Lastly, what can be done? Giilian Tett (Financial Times, April 10, 2015, “A bumpy ride for New Yorkers,” brings up  the lack of infrastructure investment. This is needed, yet Japan made substantial investments in infrastructure and still could not change the “secular trend” on the other hand widening inequality could be reduced by infrastructure investments and substantial educational investments (Figure 2). This must be balanced with reductions in government debt by increasing taxation on the wealthiest people in the world and making war on tax havens. It must be made impossible and very dangerous to engage in tax evasion. This could be done by an international mechanism like the change from individual currencies before the Euro to the Euro by giving a date by which all money in tax havens would become worthless forcing people to either repatriate their cash or use it.
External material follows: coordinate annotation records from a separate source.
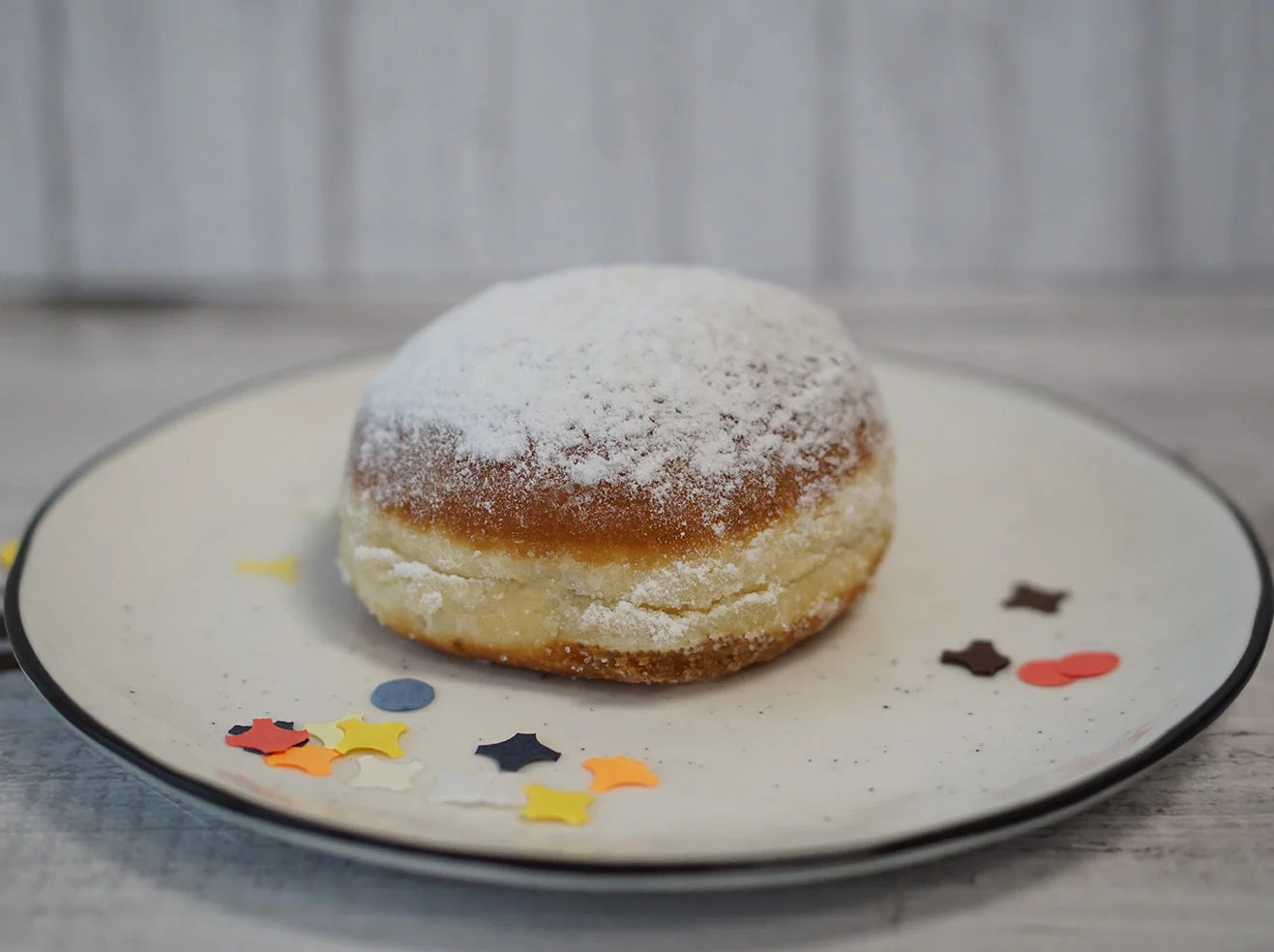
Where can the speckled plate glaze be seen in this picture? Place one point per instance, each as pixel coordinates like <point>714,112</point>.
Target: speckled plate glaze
<point>855,752</point>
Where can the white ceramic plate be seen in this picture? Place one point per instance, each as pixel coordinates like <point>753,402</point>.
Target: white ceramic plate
<point>856,751</point>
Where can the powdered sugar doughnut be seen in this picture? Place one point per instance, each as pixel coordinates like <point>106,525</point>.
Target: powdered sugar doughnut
<point>637,473</point>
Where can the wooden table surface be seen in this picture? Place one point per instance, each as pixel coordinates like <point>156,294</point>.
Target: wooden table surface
<point>91,858</point>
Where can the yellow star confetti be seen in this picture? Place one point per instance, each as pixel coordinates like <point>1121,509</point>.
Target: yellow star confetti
<point>563,806</point>
<point>283,567</point>
<point>609,772</point>
<point>312,759</point>
<point>361,735</point>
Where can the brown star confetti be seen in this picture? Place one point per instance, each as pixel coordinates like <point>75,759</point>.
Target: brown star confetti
<point>979,657</point>
<point>1025,595</point>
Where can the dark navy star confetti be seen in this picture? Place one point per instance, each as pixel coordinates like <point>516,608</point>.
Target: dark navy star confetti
<point>402,695</point>
<point>518,751</point>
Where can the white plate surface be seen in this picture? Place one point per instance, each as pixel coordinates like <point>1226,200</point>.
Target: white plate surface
<point>852,752</point>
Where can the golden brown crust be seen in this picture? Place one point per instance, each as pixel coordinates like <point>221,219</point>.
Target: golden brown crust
<point>712,659</point>
<point>513,507</point>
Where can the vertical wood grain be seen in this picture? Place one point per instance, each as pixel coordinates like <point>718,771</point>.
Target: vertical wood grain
<point>193,137</point>
<point>25,231</point>
<point>752,176</point>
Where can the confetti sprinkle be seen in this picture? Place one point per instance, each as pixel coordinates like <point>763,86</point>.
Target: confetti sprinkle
<point>402,695</point>
<point>1044,674</point>
<point>562,806</point>
<point>265,735</point>
<point>284,569</point>
<point>1088,664</point>
<point>330,733</point>
<point>478,789</point>
<point>609,772</point>
<point>980,658</point>
<point>311,759</point>
<point>385,775</point>
<point>518,751</point>
<point>1025,595</point>
<point>361,735</point>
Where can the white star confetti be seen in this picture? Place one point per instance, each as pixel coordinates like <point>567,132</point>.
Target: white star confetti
<point>385,775</point>
<point>478,789</point>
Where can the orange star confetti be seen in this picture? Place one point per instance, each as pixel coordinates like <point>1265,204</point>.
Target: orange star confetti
<point>563,806</point>
<point>265,735</point>
<point>284,569</point>
<point>361,735</point>
<point>609,772</point>
<point>311,759</point>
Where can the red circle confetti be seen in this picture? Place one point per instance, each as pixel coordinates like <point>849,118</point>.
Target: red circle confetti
<point>1088,664</point>
<point>1044,674</point>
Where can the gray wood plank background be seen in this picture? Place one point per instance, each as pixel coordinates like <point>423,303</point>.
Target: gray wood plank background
<point>320,141</point>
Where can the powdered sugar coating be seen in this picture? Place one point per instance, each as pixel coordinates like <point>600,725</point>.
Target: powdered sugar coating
<point>654,378</point>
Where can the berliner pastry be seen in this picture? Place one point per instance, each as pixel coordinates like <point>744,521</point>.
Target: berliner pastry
<point>634,473</point>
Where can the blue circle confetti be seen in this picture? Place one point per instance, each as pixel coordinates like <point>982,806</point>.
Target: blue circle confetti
<point>402,695</point>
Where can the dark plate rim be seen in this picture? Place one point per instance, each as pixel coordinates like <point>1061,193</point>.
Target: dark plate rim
<point>1032,812</point>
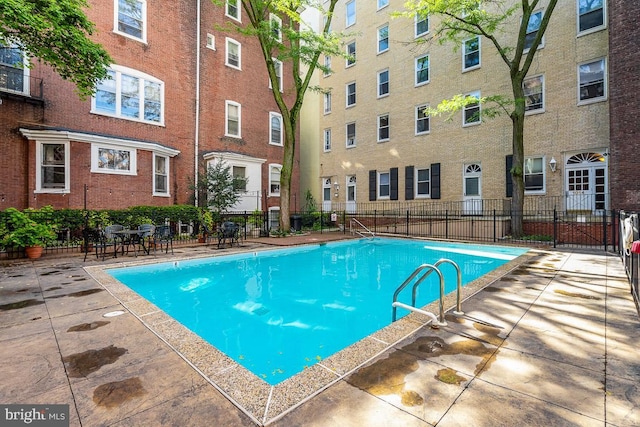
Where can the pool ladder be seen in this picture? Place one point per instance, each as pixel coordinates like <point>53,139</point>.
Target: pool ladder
<point>426,270</point>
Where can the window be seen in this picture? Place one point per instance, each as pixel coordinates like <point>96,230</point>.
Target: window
<point>351,94</point>
<point>13,74</point>
<point>113,160</point>
<point>327,140</point>
<point>383,39</point>
<point>234,54</point>
<point>160,175</point>
<point>351,13</point>
<point>534,94</point>
<point>52,174</point>
<point>351,135</point>
<point>421,25</point>
<point>591,15</point>
<point>233,119</point>
<point>534,175</point>
<point>233,9</point>
<point>384,185</point>
<point>276,26</point>
<point>471,111</point>
<point>275,128</point>
<point>383,83</point>
<point>383,128</point>
<point>532,30</point>
<point>131,18</point>
<point>351,53</point>
<point>422,119</point>
<point>422,70</point>
<point>274,179</point>
<point>423,182</point>
<point>131,95</point>
<point>592,81</point>
<point>471,54</point>
<point>327,102</point>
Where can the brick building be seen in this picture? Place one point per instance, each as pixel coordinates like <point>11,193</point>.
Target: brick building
<point>183,93</point>
<point>377,145</point>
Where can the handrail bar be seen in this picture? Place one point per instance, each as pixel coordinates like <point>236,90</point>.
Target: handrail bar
<point>458,311</point>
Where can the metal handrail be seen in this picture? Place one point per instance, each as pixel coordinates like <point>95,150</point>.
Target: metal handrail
<point>458,311</point>
<point>437,321</point>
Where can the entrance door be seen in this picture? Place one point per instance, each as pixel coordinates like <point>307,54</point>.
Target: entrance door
<point>351,194</point>
<point>472,196</point>
<point>586,182</point>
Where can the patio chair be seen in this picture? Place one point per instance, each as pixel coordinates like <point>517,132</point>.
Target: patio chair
<point>228,232</point>
<point>163,237</point>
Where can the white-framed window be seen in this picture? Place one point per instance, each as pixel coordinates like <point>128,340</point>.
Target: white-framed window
<point>14,70</point>
<point>232,9</point>
<point>351,94</point>
<point>160,175</point>
<point>131,95</point>
<point>532,30</point>
<point>534,175</point>
<point>533,94</point>
<point>276,26</point>
<point>471,112</point>
<point>53,164</point>
<point>233,58</point>
<point>591,15</point>
<point>130,19</point>
<point>383,38</point>
<point>351,134</point>
<point>327,139</point>
<point>422,70</point>
<point>471,54</point>
<point>277,65</point>
<point>422,183</point>
<point>421,25</point>
<point>383,127</point>
<point>350,13</point>
<point>274,179</point>
<point>351,54</point>
<point>384,185</point>
<point>233,119</point>
<point>383,83</point>
<point>423,120</point>
<point>592,77</point>
<point>275,128</point>
<point>327,102</point>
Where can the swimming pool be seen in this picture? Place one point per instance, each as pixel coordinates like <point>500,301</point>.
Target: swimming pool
<point>277,312</point>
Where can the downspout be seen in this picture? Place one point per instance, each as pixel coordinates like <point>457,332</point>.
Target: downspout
<point>197,106</point>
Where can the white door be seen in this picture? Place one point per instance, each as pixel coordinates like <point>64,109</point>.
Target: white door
<point>586,182</point>
<point>472,188</point>
<point>351,194</point>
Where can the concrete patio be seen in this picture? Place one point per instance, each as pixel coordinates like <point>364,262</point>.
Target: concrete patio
<point>553,342</point>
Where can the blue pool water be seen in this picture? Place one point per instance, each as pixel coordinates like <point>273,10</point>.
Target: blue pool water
<point>277,312</point>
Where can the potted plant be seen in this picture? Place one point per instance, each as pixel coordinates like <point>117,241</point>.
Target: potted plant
<point>24,232</point>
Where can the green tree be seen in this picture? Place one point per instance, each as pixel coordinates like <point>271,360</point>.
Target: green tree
<point>287,39</point>
<point>56,32</point>
<point>515,29</point>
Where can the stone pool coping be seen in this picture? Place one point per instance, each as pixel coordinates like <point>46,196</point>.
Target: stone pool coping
<point>262,402</point>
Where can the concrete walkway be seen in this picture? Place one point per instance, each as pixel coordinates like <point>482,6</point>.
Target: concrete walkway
<point>552,343</point>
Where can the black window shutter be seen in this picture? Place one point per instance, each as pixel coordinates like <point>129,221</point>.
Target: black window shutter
<point>435,180</point>
<point>509,178</point>
<point>393,195</point>
<point>408,183</point>
<point>373,191</point>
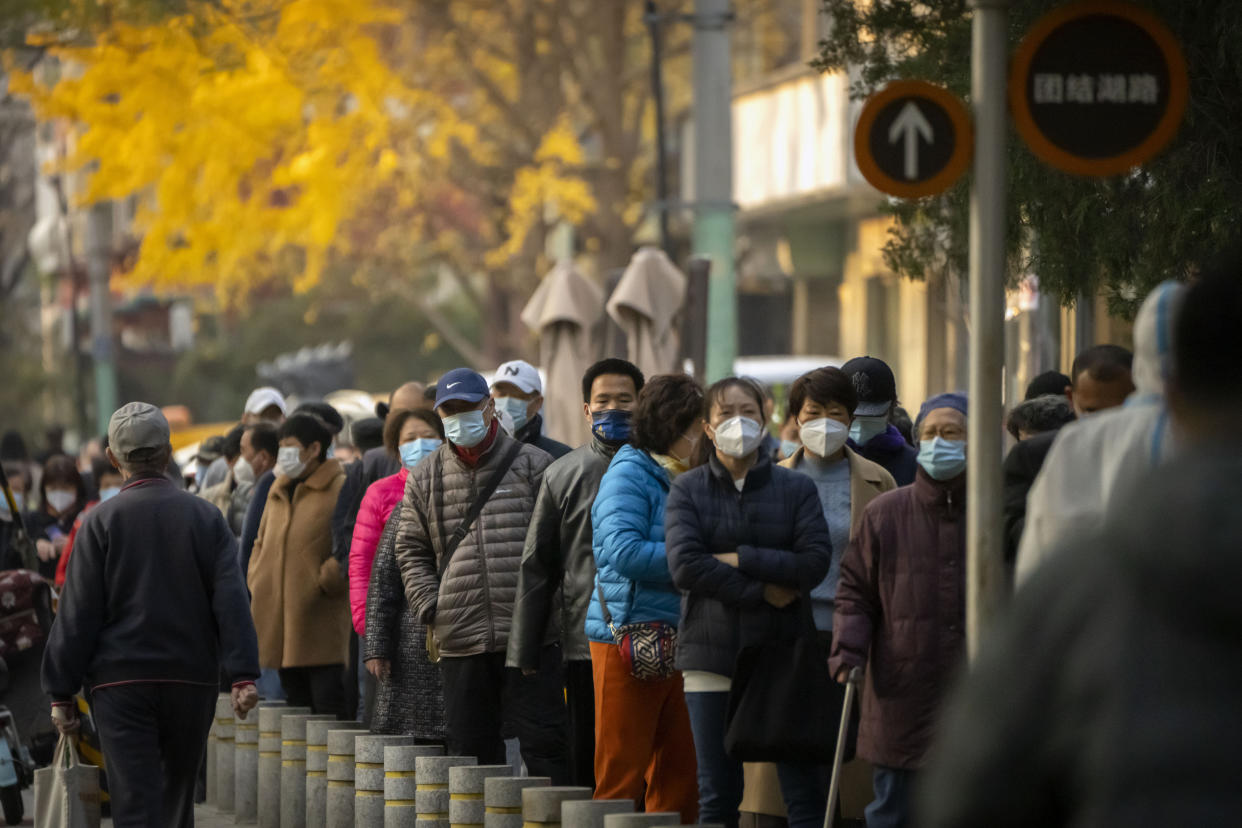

It would also create chaos among drug cartels and money laundering entities like terror groups. Other examples of this have occurred when nations have gone to fiat paper currencies and made holding precious metallic currencies illegal or declared currencies worthless and introduced new replacement fiat currencies.
Therefore while Financial Times contributors, and almost all other commentators on economics today, see doom and gloom, Bernanke and Summers may both be wrong and yet the situation we are in could result in a more sustainable future.